Help with E/M Potential using Laplace Solution

[Fjolvar]

I'm struggling to learn how to find the potential using laplace solution. I know that X(x) can be rewritten in terms of C1e^kx + D1e-kx OR C1 cosh kx + D1 sinh kx OR cos kx + sin kx... but when do you know how to use which form. I understand it partially but not fully. And then how do you consider Y(y)? Given its a 2-dim problem in cartesian. Any information or references would be immensely appreciated!

 

[Fjolvar]

C1e^kx + D1e-kx can be rewritten as C1 cosh kx + D1 sinh kx, correct? Depending on the geometry of the problem, but cos kx + sin kx cannot be rewritten right? You need one sinusoidal and one hyperbolic function in the 2dim case, is that right?

 

[Born2bwire]

Cosine and sine can be related to cosh and sinh by scaling the argument by the imaginary number i. So there really is no difference between either one of the three formulations because in the end, all it will change is the phase of your solved modes k. But as long as you properly solve for the coefficients and k then you should come up with equivalent solutions for either of the three cases because all three form equivalent bases for the solutions to Laplace's equation in terms of the modes k. Although, some cases can be easier than others if you know more about the conditions of the problem. For example, if you know that the boundary conditions at infinity are Dirichlet with values of zero then using the exponential form is desirable because we can quickly see that the coefficient on the exp(kx) term must be zero otherwise the solution would blow up. This is not so readily seen if we took the sinusoidal or even hyperbolic sinusoidal cases.

 

[Nabeshin]

If it's truly a 2-dimensional problem you just suppress the 3rd component (you can equally well do the formalism of separation of variables in only 2D, it turns out to be the same just with only two functions).

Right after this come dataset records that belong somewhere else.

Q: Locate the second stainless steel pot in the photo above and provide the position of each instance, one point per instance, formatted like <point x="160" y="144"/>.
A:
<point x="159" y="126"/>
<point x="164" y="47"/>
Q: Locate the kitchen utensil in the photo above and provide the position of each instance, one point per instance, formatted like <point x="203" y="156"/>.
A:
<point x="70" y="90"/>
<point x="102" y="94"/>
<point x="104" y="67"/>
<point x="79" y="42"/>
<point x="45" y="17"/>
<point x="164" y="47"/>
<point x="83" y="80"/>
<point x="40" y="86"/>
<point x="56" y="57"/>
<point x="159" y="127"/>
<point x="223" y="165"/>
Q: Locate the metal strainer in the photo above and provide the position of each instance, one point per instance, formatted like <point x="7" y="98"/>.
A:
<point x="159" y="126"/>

As far as choosing sin/cos or sinh/cosh, this kind of thing is revealed only by the boundary conditions. Let's say you know that X(x) is sins and cosines. Then the other component (assuming 2D) must be sinh/cosh (or the specific case of exponentials). This follows directly from the laplace equation, where you know that not all of the coefficients can be real/imaginary, but there must be some mixing.

Laplace equation is just all about the boundary conditions.